[AUTH] Implement Premium License Keys

[nullcount]

We want to allow access to premium features. Similar to the microservice for generating backup access tokens (see #11), there should be another service to generate and validate premium license keys.

My initial thoughts are to leverage ethereum addresses for this purpose. The central server maintains an Ether wallet. Using the xpub, we can generate unlimited unique addresses. This is a one-way function. The owner of a premium license has a unique ether address which they input in their node to unlock premium features.

I want to use ether addresses because I can imagine a future where the device users own does not even house their data, but rather it is a storj node and their data is hosted entirely on the tardigrade public cloud. In this model, each node will earn a share of STORJ tokens deposited to the ether address which is their premium key.

In this way we can easily calculate the earning from a particular node and use those earnings to allocate space for that node on the public cloud. This model allows users with good internet to potentially earn their data/storage usage rather than pay for it.

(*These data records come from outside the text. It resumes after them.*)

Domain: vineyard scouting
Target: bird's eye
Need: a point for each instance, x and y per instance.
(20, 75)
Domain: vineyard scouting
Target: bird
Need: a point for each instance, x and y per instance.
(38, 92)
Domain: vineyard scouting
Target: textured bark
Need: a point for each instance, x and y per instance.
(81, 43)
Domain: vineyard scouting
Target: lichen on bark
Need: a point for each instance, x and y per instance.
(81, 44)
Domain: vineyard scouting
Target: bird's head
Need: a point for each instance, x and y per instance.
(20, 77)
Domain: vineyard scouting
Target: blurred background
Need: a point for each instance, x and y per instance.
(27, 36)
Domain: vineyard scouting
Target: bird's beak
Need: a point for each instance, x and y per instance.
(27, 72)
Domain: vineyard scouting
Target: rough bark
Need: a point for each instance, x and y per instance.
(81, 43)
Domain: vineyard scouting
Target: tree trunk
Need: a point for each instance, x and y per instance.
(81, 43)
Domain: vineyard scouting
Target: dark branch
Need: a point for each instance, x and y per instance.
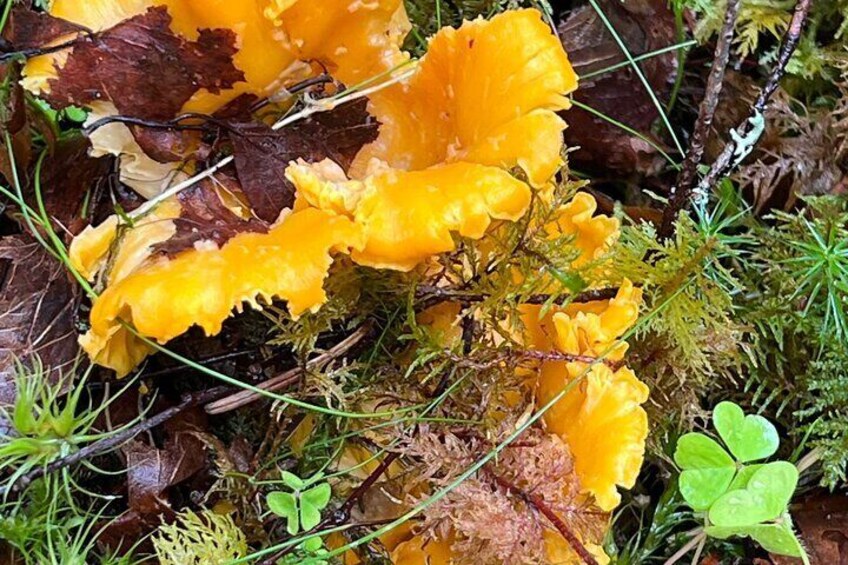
(539, 504)
(681, 194)
(430, 295)
(746, 136)
(290, 377)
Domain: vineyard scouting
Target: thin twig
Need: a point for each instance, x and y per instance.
(290, 377)
(430, 295)
(314, 106)
(342, 514)
(112, 442)
(539, 504)
(681, 195)
(535, 354)
(696, 540)
(745, 137)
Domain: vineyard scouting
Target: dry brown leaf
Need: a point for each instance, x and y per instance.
(644, 25)
(144, 69)
(28, 29)
(37, 306)
(262, 155)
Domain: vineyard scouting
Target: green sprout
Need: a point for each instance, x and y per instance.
(736, 496)
(302, 507)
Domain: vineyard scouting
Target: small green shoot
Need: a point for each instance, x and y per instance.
(302, 507)
(735, 497)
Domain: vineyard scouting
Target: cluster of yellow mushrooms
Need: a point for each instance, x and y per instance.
(481, 103)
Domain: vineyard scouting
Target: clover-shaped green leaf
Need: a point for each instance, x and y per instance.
(312, 501)
(707, 470)
(284, 504)
(764, 498)
(749, 438)
(302, 508)
(775, 538)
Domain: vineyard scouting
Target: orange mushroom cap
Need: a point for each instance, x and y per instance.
(485, 93)
(163, 298)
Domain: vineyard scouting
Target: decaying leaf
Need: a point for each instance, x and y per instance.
(205, 217)
(170, 145)
(69, 173)
(37, 306)
(28, 29)
(644, 26)
(151, 471)
(144, 69)
(262, 155)
(14, 121)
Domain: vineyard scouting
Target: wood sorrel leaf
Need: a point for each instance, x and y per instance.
(309, 515)
(764, 498)
(775, 538)
(778, 538)
(749, 438)
(284, 504)
(293, 481)
(707, 470)
(743, 476)
(318, 496)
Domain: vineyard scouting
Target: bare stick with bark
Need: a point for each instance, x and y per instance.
(681, 193)
(539, 504)
(745, 137)
(290, 377)
(430, 295)
(115, 441)
(504, 356)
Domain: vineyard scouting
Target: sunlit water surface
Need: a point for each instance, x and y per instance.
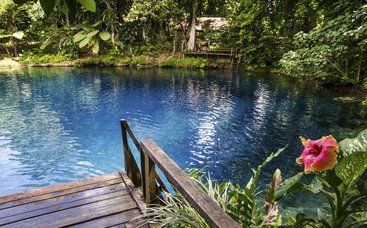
(60, 125)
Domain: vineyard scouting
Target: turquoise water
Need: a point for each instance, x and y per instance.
(59, 125)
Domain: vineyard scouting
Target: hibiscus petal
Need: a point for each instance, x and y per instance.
(308, 162)
(324, 161)
(305, 152)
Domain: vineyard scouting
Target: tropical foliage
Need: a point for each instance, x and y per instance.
(339, 176)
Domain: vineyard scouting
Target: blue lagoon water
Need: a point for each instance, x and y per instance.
(59, 125)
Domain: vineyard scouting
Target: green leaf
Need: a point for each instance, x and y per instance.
(352, 145)
(71, 4)
(286, 185)
(105, 35)
(352, 167)
(79, 36)
(329, 177)
(276, 180)
(19, 2)
(84, 42)
(93, 33)
(315, 186)
(252, 183)
(95, 48)
(47, 5)
(18, 35)
(88, 4)
(97, 23)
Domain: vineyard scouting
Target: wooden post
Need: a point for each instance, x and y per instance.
(150, 188)
(131, 167)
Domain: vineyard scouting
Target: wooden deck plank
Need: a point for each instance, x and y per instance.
(79, 214)
(105, 201)
(59, 207)
(65, 191)
(45, 190)
(111, 220)
(62, 200)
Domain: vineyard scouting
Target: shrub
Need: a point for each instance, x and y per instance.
(188, 62)
(29, 58)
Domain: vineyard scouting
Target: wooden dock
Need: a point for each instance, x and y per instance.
(232, 55)
(105, 201)
(112, 200)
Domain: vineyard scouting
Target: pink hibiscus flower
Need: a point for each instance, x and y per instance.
(318, 155)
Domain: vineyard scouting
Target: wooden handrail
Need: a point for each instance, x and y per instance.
(206, 207)
(151, 155)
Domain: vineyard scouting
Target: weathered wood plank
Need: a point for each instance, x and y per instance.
(79, 214)
(110, 220)
(136, 193)
(132, 169)
(128, 225)
(62, 200)
(150, 188)
(66, 191)
(197, 198)
(40, 191)
(59, 207)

Even if we don't take it that far, using eth addresses should be easy and simple enough for this purpose.

[WillHHippo]

When you get a chance, let's break this down. This should be it's own project.

[nullcount]

The main Premium features are:

• Automatic Updates - new versions of the software can be installed with one click. Otherwise, you'll have to download and flash the newest IMG, or build the update yourself by pulling and installing it in command line.
• Public Cloud Backups - back up your entire HDD. Data is client-side encrypted, split into shards, and stored on PCs all over the world using the Tardigrade public cloud.
• Connect your node to one of our VPNs

Backups and VPN will have recurring costs. I don't think its sustainable to charge a 1-time fee for a license and provide unlimited access. Perhaps keys expire after a year or it's a month-to-month subscription.

I think a yearly license is easier to do, so for that we'll need an authentication server API that:

• Validates payment received
• Creates a new key with some expiration date
• Emails that key to the buyer
• Extends the expiration date of the key when new payment received
• Generates access tokens for tardigrade See #11 - the node will send a request for a new token passing their key as a param. With a valid, non-expired key, the endpoint returns a access token
• Generates access tokens for using the premium VPN service
• Revokes access tokens when the license expires
• Reinstates or generates new tokens when an expired license is renewed

Not sure if we can strictly enforce automatic updates to premium users only. Since any user can auto update with command line, they can just as easily write a script to update automatically for them or edit the code to enable the 1-cick update in the GUI.

It would be easy to bypass, but for normal users, a simple backend check if the license is valid before rendering the update button would work. So the API should also:

• Validate if a license is valid and how long until it expires

[nullcount]

This server can also host our drop-cloud.com (or whatever) webpage. The marketing site where they learn about the product and download the image.

[nullcount]

Generating addresses is pretty easy. We can create an Ether wallet then export the xpub to use on the auth server. Using the xpub, we can generate unlimited addresses: https://ethereum.stackexchange.com/questions/61969/how-to-generate-address-from-xpub-in-js

The addresses will be the license keys. This way, the private key can be stored in cold storage to protect funds. The xpub will be stored on the server and needs to be protected since anyone with the xpub can generate license keys. Each premium node can use their license an address to send us money. This gives us options for creative funding models in the future AND gives us a pretty solid key generation scheme today.

[nullcount]

Moving this to the auth repo. Closing.